For some reason, this is MUCH easier for a second-grader than weaving a long strand of yarn in and out across the rows. By using a bobbin (I had a plastic knit/crochet bobbin, but you can make cardboard ones), you can also pull more yarn through at a time and do more rows without having to get Mom to add more yarn.

We also chose some cotton yarn (Bernat Handicrafter) in variegated colours, which weaves well and looks pretty with the different coloured stripes.

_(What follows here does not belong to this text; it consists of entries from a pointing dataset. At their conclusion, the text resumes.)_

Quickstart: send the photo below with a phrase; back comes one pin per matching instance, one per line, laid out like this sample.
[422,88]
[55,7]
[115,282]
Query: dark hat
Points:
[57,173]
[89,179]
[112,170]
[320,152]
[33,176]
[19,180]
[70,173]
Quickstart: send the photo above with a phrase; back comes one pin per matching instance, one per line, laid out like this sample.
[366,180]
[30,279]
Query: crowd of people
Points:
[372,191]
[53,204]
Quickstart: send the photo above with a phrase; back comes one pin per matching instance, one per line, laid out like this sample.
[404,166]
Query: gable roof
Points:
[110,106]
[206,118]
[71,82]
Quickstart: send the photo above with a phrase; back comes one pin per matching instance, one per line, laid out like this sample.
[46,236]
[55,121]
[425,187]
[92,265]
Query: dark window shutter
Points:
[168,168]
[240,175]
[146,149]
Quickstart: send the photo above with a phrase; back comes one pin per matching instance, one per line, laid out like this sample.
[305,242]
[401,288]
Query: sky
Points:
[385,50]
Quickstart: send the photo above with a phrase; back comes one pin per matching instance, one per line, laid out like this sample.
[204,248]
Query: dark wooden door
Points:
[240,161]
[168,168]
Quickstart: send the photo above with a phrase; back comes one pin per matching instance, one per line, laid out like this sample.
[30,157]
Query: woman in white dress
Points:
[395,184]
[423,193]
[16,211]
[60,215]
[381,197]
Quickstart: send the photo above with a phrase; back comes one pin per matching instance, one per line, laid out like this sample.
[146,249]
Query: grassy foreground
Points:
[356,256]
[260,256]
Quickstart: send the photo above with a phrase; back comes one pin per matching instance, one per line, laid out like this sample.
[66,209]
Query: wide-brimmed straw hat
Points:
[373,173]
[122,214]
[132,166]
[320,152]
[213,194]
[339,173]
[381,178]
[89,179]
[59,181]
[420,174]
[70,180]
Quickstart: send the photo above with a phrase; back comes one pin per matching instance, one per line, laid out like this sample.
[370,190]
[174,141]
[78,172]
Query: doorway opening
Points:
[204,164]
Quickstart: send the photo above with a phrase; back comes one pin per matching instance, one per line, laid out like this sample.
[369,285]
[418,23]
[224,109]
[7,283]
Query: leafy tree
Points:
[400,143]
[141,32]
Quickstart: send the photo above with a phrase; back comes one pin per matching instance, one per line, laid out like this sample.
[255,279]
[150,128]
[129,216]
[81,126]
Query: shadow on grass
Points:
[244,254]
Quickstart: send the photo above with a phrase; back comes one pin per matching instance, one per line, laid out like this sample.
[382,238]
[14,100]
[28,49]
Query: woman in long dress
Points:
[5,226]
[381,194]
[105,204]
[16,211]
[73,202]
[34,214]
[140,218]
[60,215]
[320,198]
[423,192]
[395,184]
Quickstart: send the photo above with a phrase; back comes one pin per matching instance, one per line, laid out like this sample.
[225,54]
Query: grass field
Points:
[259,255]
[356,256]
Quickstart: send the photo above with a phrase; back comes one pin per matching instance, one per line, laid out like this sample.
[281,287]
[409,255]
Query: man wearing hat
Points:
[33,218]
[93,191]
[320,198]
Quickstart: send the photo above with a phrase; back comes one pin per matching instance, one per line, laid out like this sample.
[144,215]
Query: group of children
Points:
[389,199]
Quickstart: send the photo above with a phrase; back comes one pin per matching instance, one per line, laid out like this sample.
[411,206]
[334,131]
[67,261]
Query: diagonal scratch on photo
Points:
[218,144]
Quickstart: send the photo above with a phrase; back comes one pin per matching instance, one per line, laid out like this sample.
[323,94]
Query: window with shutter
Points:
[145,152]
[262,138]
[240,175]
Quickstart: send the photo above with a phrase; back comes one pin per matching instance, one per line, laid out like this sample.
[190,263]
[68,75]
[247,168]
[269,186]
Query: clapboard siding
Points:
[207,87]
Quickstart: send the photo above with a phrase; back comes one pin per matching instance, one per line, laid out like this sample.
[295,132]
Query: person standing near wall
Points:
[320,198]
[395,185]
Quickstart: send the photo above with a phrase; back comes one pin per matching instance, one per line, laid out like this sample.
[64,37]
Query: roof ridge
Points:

I'm pleased with this discovery, since it's turned the most basic loom into something a bit more sophisticated, still simple (or even simpler) to do, but that feels more like a real handicraft than just a kindergarten activity. Of course it has its limitations--the design of the loom means that you can't make anything longer than the frame itself--but I think that's about the same measure as a 7-year-old's attention span.

3 comments:

Jacqueline said...

This sounds very interesting. I kept wishing I could see what you were talking about though. I think I know, but I'm just very visual. :) BTW, I'd love for you to join the Canadian Carnival again. Been missing your input. ;)

Mama Squirrel said...

Well, if you can't get hold of Pioneer Crafts...imagine a magic thing that holds every other warp thread up in the air, making a little tent shape big enough to slide a bobbin full of yarn through. Actually a ruler would do the same thing, although with a cardboard strip you can make a pointy end to poke it through a little more easily. You poke it through FLAT, then turn it on its side and the warp threads all lift up in the air.

Does that help?

Tiff said...

weaving, what an awesome idea. I might have to use this in my home-school. thanks for the idea!